Already a famous gardener at the time, Paxton experimented extensively with glasshouse construction. Using combinations of prefabricated cast iron, laminated wood, and standard sized glass sheets, Paxton created the “ridge-and-furrow” roof design. In 1836 this system was used for the first time in the “Great Stove” - the largest glass building at the time.
Paxton proceeded to visit Hyde Park, where he quickly doodled his famous concept drawing of the Palace (the sketch is now held in the Victoria and Albert Museum). The drawing included all the basic elements of the building, and within two weeks all calculations and detailed plans were submitted.
Paxton’ design was based on a 10in x 49in module, the size of the largest glass sheet available at the time. The modular system consisted of right-angled triangles, mirrored and multiplied, supported by a grid of cast iron beams and pillars. These basic units were extremely light and strong and were extended to an incredible length of 564 meters. The design was also influenced by Paxton’s passion for biomimicry; he drew inspiration from the giant leaves of the Victoria Amazonica waterlily.
Impressed by the low cost proposal, the committee accepted Paxton’s innovative plan, leaving only 8 months for construction, which commenced immediately in Hyde Park. 5000 workers handled more than 1000 iron columns and 84,000 square meters of glass. All parts were prefabricated and easy to erect, and every modular unit was self supporting, allowing the workers freedom in assembling the pieces. Thanks to Paxton’s simple and brilliant design, over 18,000 panes of glass sheets were installed per week, and the structure was completed within 5 months.

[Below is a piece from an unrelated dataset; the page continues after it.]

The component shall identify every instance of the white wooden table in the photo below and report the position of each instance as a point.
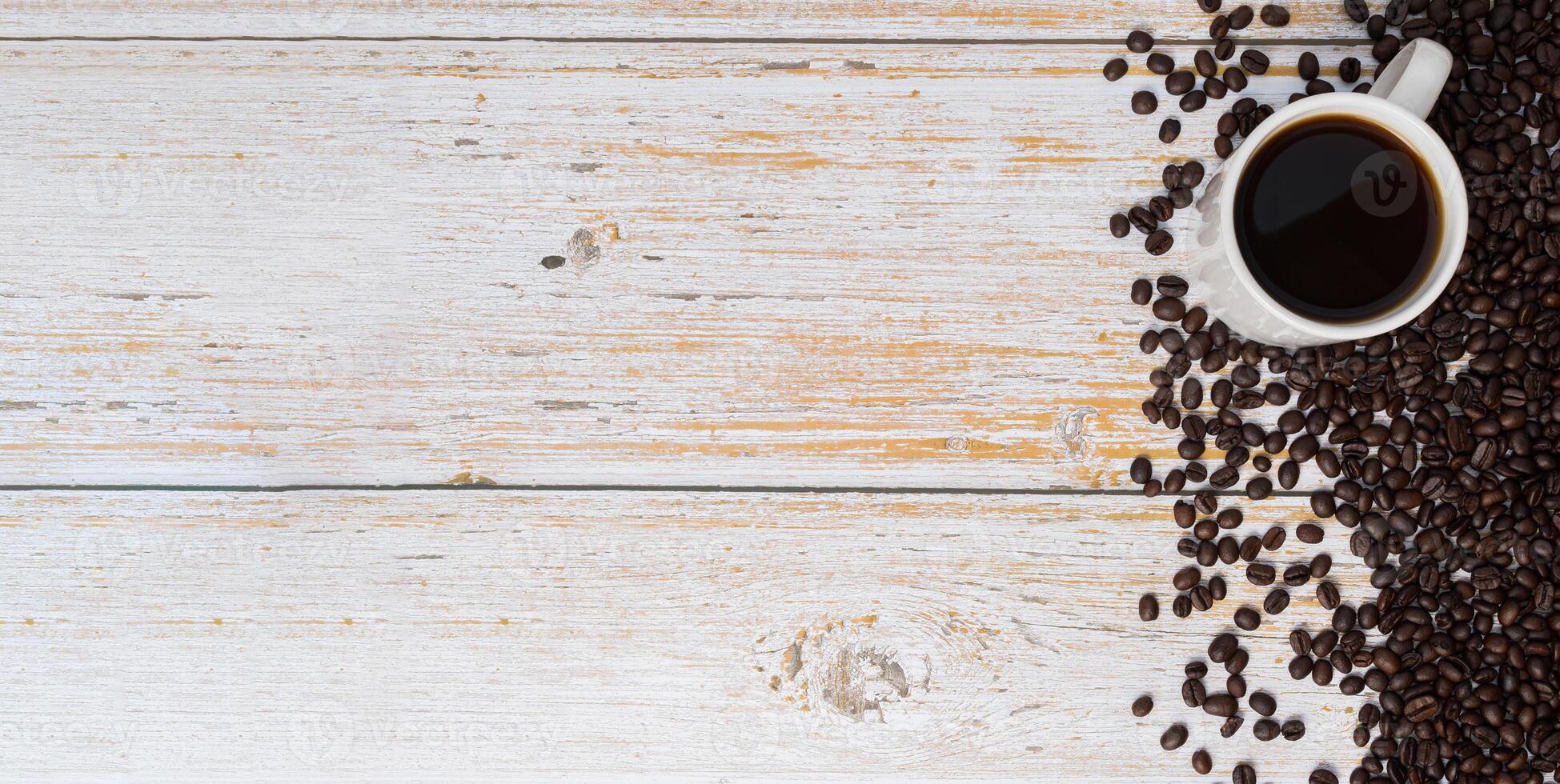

Queen Victoria wrote in her journal on May 1st 1851 :
"This day is one of the greatest and most glorious of our lives… It is a day which makes my heart swell with thankfulness… The Park presented a wonderful spectacle, crowds streaming through it, – carriages and troops passing… The Green Park and Hyde Park were one mass of densely crowded human beings, in the highest good humour… before we neared the Crystal Palace, the sun shone and gleamed upon the gigantic edifice, upon which the flags of every nation were flying… The sight as we came to the centre where the steps and chair (on which I did not sit) was placed, facing the beautiful crystal fountain was magic and impressive. The tremendous cheering, the joy expressed in every face, the vastness of the building, with all its decoration and exhibits, the sound of the organ… all this was indeed moving"
When the exhibition was closed 6 months later, the structure was disassembled and then reassembled in the south London suburb of Sydenham Hill. Tragically, the building was destroyed in a fire in 1936.
Paxton’s ingenious design created an unprecedented exhibition space. The construction, acting as a self supporting shell, maximized interior space, and the glass cover enabled daylight. The method of construction was a breakthrough in technology and design, and paved the way for more sophisticated pre-fabricated design.